Ed Miliband tried to claim the mantle of fiscal responsibility for his Labour Party with a pledge to narrow the U.K. budget deficit every year if he gains power on May 7.
Announcing the party’s election manifesto in Manchester, northwest England, on Monday, Miliband set out the fiscal rules a Labour government would follow, repeating a commitment to run a surplus by 2020. The manifesto also reiterates key Labour pledges such as reversing the cut in the top rate of income tax and barring energy companies from raising prices until 2017, and it contains a promise not to raise the basic tax rate, national insurance, or the sales tax.

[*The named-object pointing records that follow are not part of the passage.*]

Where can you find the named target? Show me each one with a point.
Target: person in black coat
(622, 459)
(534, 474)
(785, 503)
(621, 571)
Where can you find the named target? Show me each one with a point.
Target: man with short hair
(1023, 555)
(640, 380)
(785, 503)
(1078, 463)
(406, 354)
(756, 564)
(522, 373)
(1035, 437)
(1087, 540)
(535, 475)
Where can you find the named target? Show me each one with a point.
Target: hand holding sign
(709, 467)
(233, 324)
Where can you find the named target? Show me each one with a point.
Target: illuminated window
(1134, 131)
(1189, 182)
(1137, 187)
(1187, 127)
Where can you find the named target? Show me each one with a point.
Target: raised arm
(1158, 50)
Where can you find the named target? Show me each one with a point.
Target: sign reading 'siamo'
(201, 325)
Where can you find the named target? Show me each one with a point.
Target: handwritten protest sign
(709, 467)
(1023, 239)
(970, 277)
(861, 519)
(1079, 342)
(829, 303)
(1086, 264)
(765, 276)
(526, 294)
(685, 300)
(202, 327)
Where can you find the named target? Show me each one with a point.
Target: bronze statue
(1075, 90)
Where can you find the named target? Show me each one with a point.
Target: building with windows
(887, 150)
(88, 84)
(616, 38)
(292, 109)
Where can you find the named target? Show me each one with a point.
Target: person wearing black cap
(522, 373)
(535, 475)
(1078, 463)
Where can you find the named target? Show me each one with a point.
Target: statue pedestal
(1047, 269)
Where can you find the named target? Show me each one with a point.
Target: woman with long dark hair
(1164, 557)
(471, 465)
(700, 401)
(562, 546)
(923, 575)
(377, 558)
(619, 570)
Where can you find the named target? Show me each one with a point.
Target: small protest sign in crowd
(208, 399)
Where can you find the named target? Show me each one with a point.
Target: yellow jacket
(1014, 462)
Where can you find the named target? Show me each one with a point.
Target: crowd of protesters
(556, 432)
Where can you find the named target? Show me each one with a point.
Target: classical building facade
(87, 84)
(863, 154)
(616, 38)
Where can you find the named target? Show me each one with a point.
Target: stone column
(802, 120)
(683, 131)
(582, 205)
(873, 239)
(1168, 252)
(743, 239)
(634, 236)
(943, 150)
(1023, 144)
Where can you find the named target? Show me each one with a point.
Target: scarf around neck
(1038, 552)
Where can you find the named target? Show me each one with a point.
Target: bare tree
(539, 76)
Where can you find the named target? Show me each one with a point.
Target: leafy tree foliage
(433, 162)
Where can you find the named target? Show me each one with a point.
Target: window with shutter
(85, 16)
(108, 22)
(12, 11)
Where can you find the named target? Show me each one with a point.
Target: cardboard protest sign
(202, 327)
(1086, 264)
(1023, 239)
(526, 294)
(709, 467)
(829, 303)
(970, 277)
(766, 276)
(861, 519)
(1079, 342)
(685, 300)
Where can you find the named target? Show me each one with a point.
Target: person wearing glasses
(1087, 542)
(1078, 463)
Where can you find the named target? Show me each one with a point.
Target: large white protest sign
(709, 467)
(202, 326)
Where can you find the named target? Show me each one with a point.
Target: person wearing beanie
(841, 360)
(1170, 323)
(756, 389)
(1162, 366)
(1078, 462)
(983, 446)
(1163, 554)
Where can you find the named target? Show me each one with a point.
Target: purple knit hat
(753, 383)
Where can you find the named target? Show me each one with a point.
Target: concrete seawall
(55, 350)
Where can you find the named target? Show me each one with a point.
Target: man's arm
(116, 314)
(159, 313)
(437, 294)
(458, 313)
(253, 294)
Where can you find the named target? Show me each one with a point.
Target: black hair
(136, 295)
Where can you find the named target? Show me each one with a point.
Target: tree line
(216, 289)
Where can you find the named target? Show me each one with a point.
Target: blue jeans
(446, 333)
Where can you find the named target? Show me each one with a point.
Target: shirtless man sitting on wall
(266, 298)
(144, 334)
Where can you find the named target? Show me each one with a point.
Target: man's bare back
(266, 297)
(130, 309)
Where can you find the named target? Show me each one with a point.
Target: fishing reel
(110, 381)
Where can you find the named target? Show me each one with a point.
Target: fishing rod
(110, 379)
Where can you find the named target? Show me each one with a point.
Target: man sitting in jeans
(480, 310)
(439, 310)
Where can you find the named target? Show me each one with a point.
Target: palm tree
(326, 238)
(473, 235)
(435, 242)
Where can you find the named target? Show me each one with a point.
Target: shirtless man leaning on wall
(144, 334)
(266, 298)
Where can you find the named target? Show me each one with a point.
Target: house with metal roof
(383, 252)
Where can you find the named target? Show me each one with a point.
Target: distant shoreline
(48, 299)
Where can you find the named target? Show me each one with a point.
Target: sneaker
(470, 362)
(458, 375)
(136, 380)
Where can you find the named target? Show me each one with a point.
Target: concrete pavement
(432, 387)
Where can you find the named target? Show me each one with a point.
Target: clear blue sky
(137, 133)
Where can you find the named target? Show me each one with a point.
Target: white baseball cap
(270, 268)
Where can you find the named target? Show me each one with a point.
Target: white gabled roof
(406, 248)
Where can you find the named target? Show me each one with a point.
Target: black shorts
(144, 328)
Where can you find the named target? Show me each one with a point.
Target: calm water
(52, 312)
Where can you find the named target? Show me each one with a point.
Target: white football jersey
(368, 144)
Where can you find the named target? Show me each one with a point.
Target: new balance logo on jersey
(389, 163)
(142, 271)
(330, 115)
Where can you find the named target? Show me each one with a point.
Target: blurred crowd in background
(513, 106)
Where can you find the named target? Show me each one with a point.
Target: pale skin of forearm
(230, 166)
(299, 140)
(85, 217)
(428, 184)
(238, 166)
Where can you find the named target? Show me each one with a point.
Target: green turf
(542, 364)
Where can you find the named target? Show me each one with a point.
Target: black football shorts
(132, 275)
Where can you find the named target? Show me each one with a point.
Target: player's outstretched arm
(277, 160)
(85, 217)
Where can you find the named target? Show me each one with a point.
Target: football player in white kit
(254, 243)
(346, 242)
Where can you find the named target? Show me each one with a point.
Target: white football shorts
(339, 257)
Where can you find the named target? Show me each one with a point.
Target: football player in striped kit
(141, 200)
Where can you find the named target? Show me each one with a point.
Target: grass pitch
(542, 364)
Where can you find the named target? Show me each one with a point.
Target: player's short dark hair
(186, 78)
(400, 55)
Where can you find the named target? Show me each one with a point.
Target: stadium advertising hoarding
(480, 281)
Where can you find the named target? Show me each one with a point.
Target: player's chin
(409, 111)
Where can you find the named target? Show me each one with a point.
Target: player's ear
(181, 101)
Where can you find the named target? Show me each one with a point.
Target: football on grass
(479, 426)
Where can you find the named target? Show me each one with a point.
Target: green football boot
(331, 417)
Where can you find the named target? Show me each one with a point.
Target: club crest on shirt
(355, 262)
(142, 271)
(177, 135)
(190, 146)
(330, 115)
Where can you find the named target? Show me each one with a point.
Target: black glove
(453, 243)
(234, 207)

Labour also sought to exploit a decision by Prime Minister David Cameron’s Conservatives to make an unfunded pledge to increase spending on the National Health Service by 8 billion pounds ($11.7 billion) a year. Miliband said that by doing so, the Tories have abandoned spending controls as they fear they’re on course to lose the election.

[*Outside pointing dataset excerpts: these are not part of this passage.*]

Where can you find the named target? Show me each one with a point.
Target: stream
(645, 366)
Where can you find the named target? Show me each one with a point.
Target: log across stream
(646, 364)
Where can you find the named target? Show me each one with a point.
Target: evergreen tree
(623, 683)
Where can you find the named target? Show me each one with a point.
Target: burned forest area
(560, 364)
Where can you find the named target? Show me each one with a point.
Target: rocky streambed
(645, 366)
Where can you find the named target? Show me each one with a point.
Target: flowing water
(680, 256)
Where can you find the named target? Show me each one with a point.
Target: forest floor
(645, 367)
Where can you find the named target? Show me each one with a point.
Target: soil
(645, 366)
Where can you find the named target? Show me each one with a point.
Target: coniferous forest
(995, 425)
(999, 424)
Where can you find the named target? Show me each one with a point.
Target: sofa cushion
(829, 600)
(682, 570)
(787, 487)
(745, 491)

“In recent days you have seen the Conservatives throwing spending promises around with no idea of where the money is coming from, promises which are unfunded, unfair and unbelievable,” Miliband told supporters. “That approach is bad for the nation’s books. And nothing is more dangerous to our NHS than saying you will protect it without being able to say where the money is coming from. You can’t help the NHS with an IOU.”
Labour’s deficit commitment excludes capital spending, whereas the Tories propose running an absolute surplus. The gap between those two positions could be as much as 30 billion pounds a year of borrowing by Labour, according to the Institute for Fiscal Studies.

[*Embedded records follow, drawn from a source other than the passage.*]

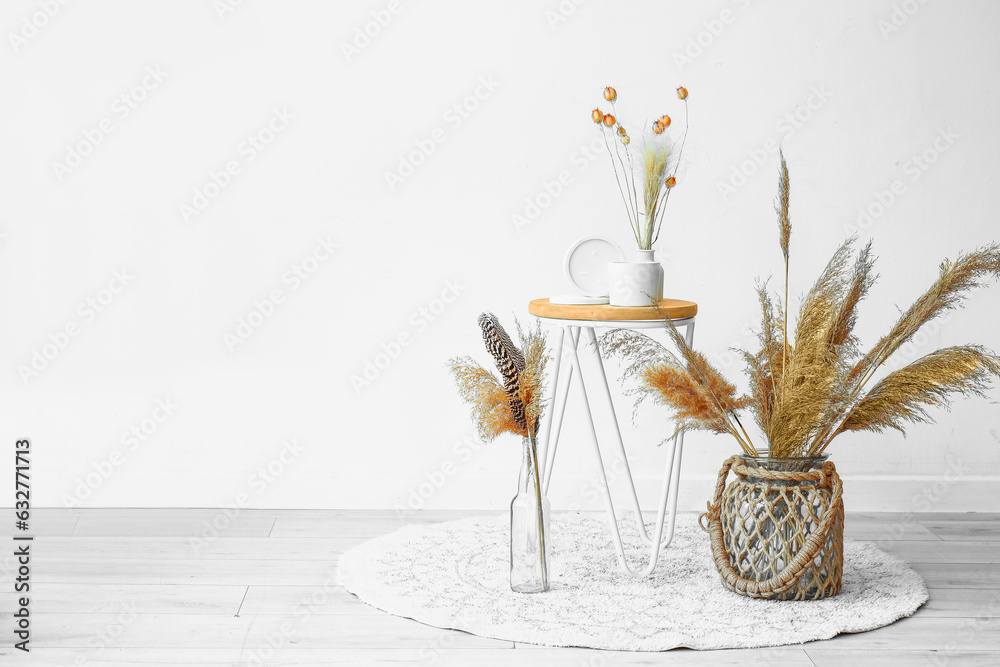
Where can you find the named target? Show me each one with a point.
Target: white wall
(875, 84)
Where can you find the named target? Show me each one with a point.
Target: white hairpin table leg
(667, 510)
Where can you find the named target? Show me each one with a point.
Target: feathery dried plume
(697, 391)
(947, 293)
(808, 383)
(654, 166)
(804, 395)
(900, 396)
(515, 405)
(480, 388)
(509, 360)
(781, 208)
(764, 368)
(862, 280)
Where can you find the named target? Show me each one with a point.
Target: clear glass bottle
(529, 528)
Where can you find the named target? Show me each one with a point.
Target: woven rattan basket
(777, 530)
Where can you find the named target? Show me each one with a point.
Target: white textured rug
(456, 575)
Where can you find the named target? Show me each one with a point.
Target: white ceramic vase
(638, 283)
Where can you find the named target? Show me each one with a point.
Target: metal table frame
(582, 331)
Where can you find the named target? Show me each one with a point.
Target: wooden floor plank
(201, 525)
(179, 571)
(983, 530)
(943, 551)
(962, 603)
(436, 656)
(42, 523)
(921, 633)
(904, 658)
(249, 634)
(77, 598)
(91, 566)
(959, 575)
(103, 548)
(290, 599)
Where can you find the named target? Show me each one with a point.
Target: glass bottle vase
(529, 528)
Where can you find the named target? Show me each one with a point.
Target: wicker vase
(777, 530)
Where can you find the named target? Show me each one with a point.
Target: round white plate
(587, 264)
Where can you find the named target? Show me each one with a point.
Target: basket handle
(789, 576)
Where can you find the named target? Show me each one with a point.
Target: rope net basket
(777, 530)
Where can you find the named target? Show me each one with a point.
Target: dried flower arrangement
(655, 182)
(515, 406)
(805, 393)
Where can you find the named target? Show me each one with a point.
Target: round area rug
(456, 575)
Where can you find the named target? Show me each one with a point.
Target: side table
(577, 324)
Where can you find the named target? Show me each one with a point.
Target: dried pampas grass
(805, 393)
(514, 405)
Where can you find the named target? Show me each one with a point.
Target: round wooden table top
(675, 309)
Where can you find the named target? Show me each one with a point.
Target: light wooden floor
(125, 587)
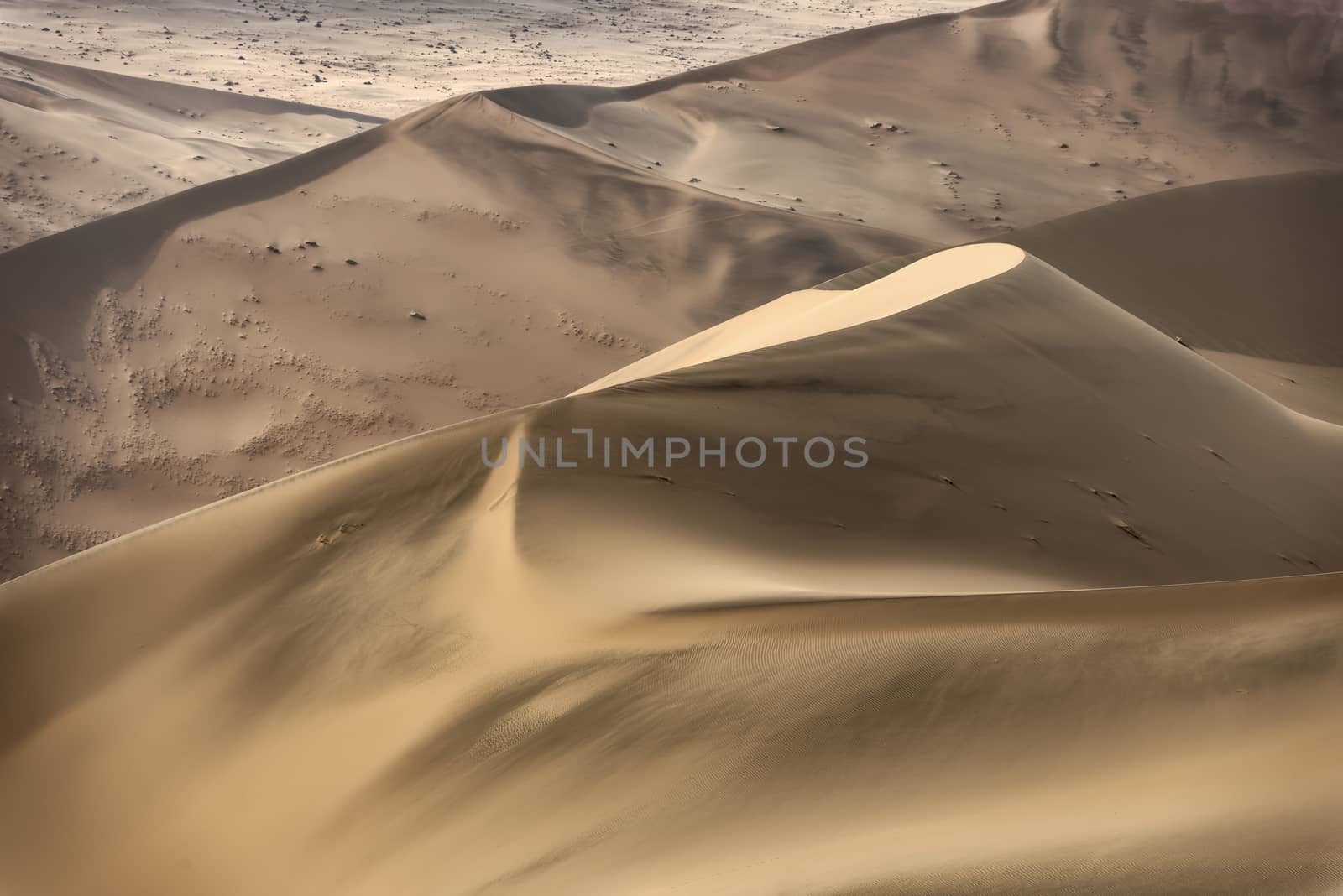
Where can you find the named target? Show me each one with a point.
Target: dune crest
(410, 671)
(810, 313)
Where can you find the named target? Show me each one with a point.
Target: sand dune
(962, 127)
(1244, 271)
(78, 143)
(259, 325)
(394, 56)
(411, 672)
(254, 326)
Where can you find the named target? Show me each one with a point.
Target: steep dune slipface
(78, 143)
(1246, 273)
(964, 127)
(254, 326)
(411, 672)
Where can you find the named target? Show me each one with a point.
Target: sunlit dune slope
(966, 125)
(1246, 273)
(411, 672)
(80, 143)
(253, 326)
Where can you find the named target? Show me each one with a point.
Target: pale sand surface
(78, 143)
(421, 51)
(406, 672)
(1074, 627)
(167, 357)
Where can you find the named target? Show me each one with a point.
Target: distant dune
(78, 143)
(248, 327)
(410, 672)
(964, 127)
(253, 326)
(899, 464)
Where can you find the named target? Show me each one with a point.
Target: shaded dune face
(410, 672)
(275, 307)
(1246, 273)
(80, 143)
(966, 127)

The deficit pledge was designed to reassure voters concerned about Labour’s economic record. Borrowing shot up under the last Labour government, when tax receipts collapsed during the financial crisis and the Treasury was forced to bail out banks. The Tories and Liberal Democrats have made much of a joke letter left by Labour’s last chief secretary to the Treasury, Liam Byrne, telling his successor in 2010 there was “no money left.”
“Absolutely there’s a challenge for us to show that we’re going to be fiscally credible,” Miliband said in reply to questions.
With less than four weeks to the election, the Tories and Labour are still neck-and-neck in the opinion polls. Neither Cameron nor Miliband appears likely to gain a majority in the House of Commons, even with the aid of the traditional third party, the Liberal Democrats, who have been the junior partners in Cameron’s coalition government since 2010.
Labour has set out a series of targets for taxation. Last week it pledged to stop people with foreign connections from claiming “non-domiciled” status that allows them to avoid tax on overseas earnings.
On Sunday, the party proposed tightening a series of rules used in the finance industry to avoid tax. Among those targeted are “carried interest” rules that allow private-equity managers to pay capital-gains tax instead of income tax and what the party said were loopholes used by hedge funds to avoid stamp duty.
The Conservatives have focused on announcing areas where they would cut taxes and increase spending. Cameron pledged Sunday to raise the inheritance-tax threshold for couples to 1 million pounds.
Tory Chancellor of the Exchequer George Osborne repeatedly refused to say Sunday where the promised money for the NHS would come from. Interviewed on the BBC, he said the Conservatives had a “balanced plan” for the economy which allowed them to spend the extra money. Under the state-funded health-care system, most treatment is free at the point of delivery.
The Labour manifesto opens with a promise that the deficit will be narrowed every year if the party returns to power after five years in opposition. It repeats a series of promises already made, offering 25 hours a week of free child care for three- and four-year-olds, and cutting local business taxes for small companies.
In each case, the party sets out how it plans to raise the money to fund the pledge. Targets for taxation include properties valued at more than 2 million pounds, tobacco companies, hedge funds and banks.
“Our intention is to get the current budget back into surplus and the national debt falling by the end of the parliament and before that if we can,” Labour’s finance spokesman, Ed Balls, told BBC Radio 4’s “Today” program on Monday. He said that would include U.K.-wide cuts “in our non-protected areas, outside health and education.”
The Conservatives are scheduled to publish their manifesto Tuesday, with the Liberal Democrats following Wednesday.